Ora è molto dubbio che la Costituzione attribuisca certi privilegi al Presidente e figuriamoci poi al Residente che probabilmente si è sbagliato con il tanto amato statuto Albertino, quindi non c’è alcun vulnus da trasmettere al successore secondo il peloso altruismo istituzionale con il quale ci si prende gioco dell’intelligenza dei cittadini. C’è invece, ben evidente, una coda di paglia che più viene agitata e più appare come tale. ‘Na cora ‘e paglia tanta” per usare un linguaggio immediamente comprensibile al Residente.
Almeno questa è l’impressione.
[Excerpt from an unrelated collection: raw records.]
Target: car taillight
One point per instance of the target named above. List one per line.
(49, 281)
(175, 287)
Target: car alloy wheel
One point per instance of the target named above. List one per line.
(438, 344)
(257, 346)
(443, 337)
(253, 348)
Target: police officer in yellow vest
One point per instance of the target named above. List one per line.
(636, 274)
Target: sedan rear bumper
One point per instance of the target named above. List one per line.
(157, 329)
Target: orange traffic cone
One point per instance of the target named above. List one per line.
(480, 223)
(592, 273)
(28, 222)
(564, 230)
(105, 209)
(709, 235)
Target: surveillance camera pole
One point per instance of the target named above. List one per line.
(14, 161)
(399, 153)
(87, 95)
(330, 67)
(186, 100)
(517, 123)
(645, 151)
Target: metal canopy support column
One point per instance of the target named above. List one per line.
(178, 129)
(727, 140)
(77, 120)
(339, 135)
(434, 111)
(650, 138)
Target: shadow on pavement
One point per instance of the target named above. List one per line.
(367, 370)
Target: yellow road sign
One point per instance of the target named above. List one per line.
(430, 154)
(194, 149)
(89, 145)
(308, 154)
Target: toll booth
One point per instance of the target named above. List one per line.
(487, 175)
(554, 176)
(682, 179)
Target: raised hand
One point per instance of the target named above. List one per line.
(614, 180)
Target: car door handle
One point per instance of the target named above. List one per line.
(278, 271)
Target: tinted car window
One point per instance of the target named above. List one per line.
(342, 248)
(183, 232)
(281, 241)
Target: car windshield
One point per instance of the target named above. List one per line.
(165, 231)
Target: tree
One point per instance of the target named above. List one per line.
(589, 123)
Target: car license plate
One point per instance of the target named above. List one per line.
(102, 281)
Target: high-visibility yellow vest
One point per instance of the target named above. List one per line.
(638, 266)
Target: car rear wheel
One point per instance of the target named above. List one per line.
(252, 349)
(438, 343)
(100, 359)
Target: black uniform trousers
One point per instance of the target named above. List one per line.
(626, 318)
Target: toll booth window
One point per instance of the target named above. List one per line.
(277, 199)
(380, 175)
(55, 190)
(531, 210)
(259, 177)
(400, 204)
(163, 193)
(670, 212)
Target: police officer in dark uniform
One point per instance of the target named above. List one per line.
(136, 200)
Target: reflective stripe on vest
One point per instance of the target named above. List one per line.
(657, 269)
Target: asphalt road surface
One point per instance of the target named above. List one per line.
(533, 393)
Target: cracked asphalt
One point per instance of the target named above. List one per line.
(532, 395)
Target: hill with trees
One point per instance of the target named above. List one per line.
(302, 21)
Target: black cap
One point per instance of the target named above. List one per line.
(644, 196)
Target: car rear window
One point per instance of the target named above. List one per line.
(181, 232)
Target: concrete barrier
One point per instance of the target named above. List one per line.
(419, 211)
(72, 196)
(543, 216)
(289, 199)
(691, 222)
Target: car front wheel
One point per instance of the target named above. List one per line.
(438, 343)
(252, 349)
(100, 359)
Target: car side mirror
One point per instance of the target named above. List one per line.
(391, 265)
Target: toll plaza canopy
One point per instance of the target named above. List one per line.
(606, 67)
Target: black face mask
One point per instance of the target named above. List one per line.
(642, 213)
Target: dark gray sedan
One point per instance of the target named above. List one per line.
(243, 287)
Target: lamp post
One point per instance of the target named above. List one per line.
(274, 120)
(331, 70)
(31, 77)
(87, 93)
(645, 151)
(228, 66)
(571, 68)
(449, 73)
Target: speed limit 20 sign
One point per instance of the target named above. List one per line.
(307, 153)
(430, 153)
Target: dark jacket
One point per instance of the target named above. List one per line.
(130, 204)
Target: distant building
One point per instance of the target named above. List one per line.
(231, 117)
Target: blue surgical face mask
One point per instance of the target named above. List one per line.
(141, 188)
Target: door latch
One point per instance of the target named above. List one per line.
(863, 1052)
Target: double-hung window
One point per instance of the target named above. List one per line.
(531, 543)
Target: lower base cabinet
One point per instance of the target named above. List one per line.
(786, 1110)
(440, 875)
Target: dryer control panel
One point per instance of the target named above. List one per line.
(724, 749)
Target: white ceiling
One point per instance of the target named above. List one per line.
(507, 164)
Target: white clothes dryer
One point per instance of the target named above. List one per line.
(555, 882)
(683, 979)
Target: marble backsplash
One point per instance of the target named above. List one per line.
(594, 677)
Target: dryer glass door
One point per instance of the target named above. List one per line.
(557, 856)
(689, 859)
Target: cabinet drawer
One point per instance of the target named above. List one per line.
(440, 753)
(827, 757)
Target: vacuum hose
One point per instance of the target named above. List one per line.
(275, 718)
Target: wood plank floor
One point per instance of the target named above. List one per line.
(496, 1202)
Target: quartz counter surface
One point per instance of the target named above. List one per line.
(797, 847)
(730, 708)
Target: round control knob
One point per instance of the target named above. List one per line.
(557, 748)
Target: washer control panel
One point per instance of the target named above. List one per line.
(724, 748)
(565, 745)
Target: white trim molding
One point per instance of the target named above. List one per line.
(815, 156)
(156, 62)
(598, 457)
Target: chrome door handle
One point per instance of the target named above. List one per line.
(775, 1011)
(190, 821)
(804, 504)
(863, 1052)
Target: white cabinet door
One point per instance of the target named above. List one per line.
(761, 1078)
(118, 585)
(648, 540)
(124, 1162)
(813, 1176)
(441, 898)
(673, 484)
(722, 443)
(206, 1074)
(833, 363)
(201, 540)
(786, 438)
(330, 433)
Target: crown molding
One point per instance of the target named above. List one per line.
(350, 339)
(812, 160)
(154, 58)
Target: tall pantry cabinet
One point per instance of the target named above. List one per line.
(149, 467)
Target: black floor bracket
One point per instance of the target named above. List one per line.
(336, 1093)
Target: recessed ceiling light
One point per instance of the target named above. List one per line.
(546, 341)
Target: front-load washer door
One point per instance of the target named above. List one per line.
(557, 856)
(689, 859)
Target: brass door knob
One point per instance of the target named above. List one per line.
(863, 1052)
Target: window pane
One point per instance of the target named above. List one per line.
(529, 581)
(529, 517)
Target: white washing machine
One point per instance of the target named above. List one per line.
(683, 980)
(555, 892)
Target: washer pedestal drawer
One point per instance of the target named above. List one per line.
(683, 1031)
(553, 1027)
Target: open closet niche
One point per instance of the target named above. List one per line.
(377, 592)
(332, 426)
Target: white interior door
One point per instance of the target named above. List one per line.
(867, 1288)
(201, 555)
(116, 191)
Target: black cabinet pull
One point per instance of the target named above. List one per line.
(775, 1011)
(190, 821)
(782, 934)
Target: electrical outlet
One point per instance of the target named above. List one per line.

Magari non sarà così, ma uno statista si vede da come sa interpretare il momento storico e le attese dei cittadini, dalla consapevolezza dalle risposte che è necessario dare, dei privilegi che si possono esercitare e delle pompose scappatoie che è necessario evitare. In questo momento, in quest’anno horribilis, in questa caduta vertiginosa della politica, l’unico privilegio che ci si aspetta non è la difesa di un ambiguo segreto, ma della verità. Ed ecco perché la mossa del Residente è un clamoroso errore: per alcuni la prova che c’è un verminaio di pressioni e contatti da nascondere a tutti i costi, per altri l’evidenza che l’improvvida difesa di supposti privilegi sia tipica di un travet della politica, per altri ancora entrambe le cose. Tanto più che con questo gesto si dà un segnale di via libera alla ghigliottina per le intercettazioni in generale. In ogni caso qualcosa che il Paese non merita. E qualcuno che non merita il Paese.